The last few days at work were rough. My team was intensely focused on preparing the production environment to be stable. We've been having some serious issues on the production environment. One of the most serious production issues was a nasty memory leak.
The graph above displays the memory usage of 12 node applications on our production environment. The y-axis shows the memory usage in percentage and the x-axis shows the time span of 7 days. This narrow sawtooth pattern on memory usage is extremely bad. As you can see, all 12 servers are accumulating usage in memory rapidly. As a remedy for the memory leak, we had to periodically restart our servers. This was less than ideal, but because we had so many other really high priority items last few weeks, we just had to bite our tongue and suck it up. However, the frequency at which we had to restart our server started to increase. We had to restart our servers every few days, then every day, then it came to a point where we were restarting our servers every 4 to 5 hours. Thank god we have a globally distributed team (Croatia, and Argentina), it could've been a lot tougher without having team members in other timezones. I can't emphasize this point enough, and I will take another opportunity to praise having globally distributed software development team in another post in the future.
After some pitfalls, we fixed the memory leak. As you can see below, the overall memory usage stays flat after 13:30 PM after our memory leak fix was applied.
We came up with several different strategies to fix the memory issue, but the working solution came down to comparing two memory dumps at different times and comparing their content. I used gcore on a production server to gather a memory dump soon after the server restart when the memory usage is around 30%. After around 3 hours when the memory usage for the server starts to hover around 60%, I took another memory dump. I used mdb on a local VM running Solaris 11 to analyze the two memory dumps.

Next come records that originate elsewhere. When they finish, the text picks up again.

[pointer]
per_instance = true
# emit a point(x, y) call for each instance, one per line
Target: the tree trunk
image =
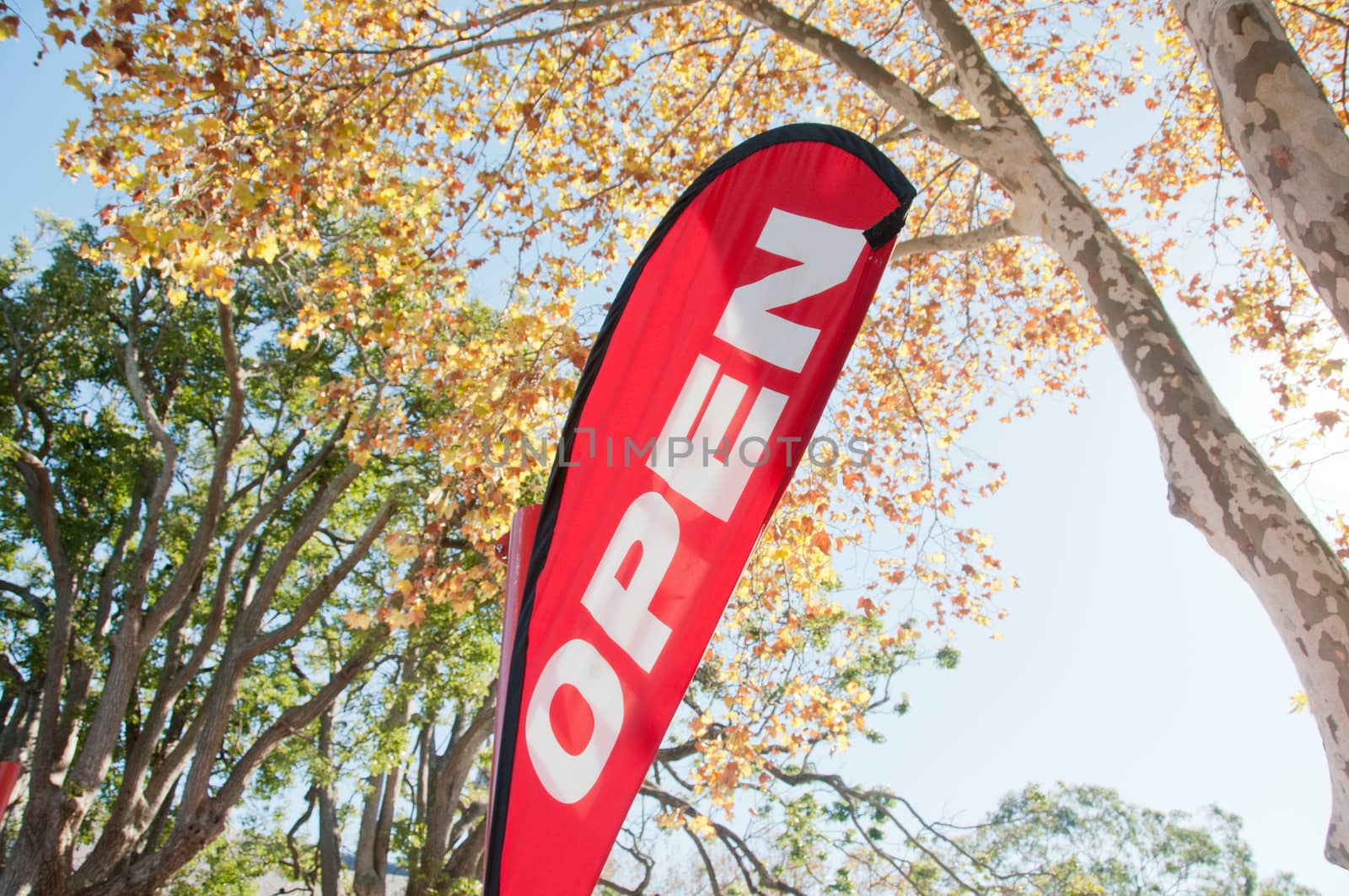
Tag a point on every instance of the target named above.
point(1216, 480)
point(330, 838)
point(1285, 131)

Here is the memory dump of the production server at around 30% memory usage.
{% highlight text %} 73ce2207ea9 4643 2 Arguments: 0, length 101b5ab4f71 5519 4 Object: albumId, albumNames, ... 9719767799 6070 2 Object: localeCode, value 971977c371 6966 1 Object: entry 1102bfc1dc31 8775 2 Object: id, genreIds 971977b021 9086 2 Object: ids, href 971973e051 9430 3 Array 3015e01 16203 0 Object 971974c9c9 19854 1 Object: nr_exclusive_duration_millis 9719710199 19917 13 TraceSegment: name, transaction, ... 971971cb11 20186 7 Timer: state, touched, duration, ... 342d8d9 49769 0 Array 971971cbb9 59489 1 Array 971970f1c9 71743 2 Array OBJECT #OBJECTS #PROPS CONSTRUCTOR: PROPS {% endhighlight %}
And here is the memory dump of the production server at around 80% around 4 hours after the server restart.
{% highlight text %} 1102bfc1dc31 8775 2 Object: id, genreIds
...
110879a2c9 14099 6 ExponentialBackoffStrategy: ... 1108779561 15593 3 Array 45357fdf31 17059 2 Object: ids, href 3015db1 34680 0 Object 110875b221 35287 4 Object: albumId, albumNames, ... 110875b2c9 38401 1 Object: entry 110875aff1 38481 2 Object: localeCode, value 1108708d51 198161 0 Array 1108706ae1 202984 1 Array 1108706a81 206039 1 Object: nr_exclusive_duration_millis 11087046d9 209896 13 TraceSegment: name, transaction, ... 1108704801 223481 7 Timer: state, touched, duration, ... 1108706aa1 507224 2 Array OBJECT #OBJECTS #PROPS CONSTRUCTOR: PROPS {% endhighlight %}
The most notable cause of the memory increase is
TraceSegment: name, transaction, ...
.
You can see that the number of TraceSegment
object count increased by 10 folds going
from 19917 to 209896. You can also see some
other object such as Timer
and Array
increasing. This is because those are properties
of the TraceSegment
object.
Contrast this number with the genre-tags object
that stayed exactly the same
2 Object: id, genreIds
at 8775. That object
is a json file parsed into memory at startup
of the app and it does not increase. This
suggests to me that the memory dump is indeed
accurate, and Node retains memory steady on
correctly coded objects.
It turns out TraceSegment
objects are created
by NewRelic. The fact that
I wasn't able to recreate the severity of
memory leak convincingly on the development
environment from previous attempts also tells
me that the memory leak was caused by something
happening on the production environment.
We get some benefits of having NewRelic monitoring, but disabling NewRelic on production was no-brainer at this point. We had to do it. We all acknowledged that NewRelic is not the initial cause of the memory leak. There is still something in our code that is behaving naughtily with NewRelic, but we got to put our the damn fire on production first. So we did it. We disabled NewRelic on production and the memory usage stopped climbing and it remains very steady for now.
I want to thank Yunong Xiao for sharing Netflix's experience on debugging Node.js in production. It informed me about useful tools in the wild and taught me how I can use those tools to find the cause of the memory leak. I also want to thank Bryce Neal for writing a detailed tutorial on setting up Solaris to use MDB.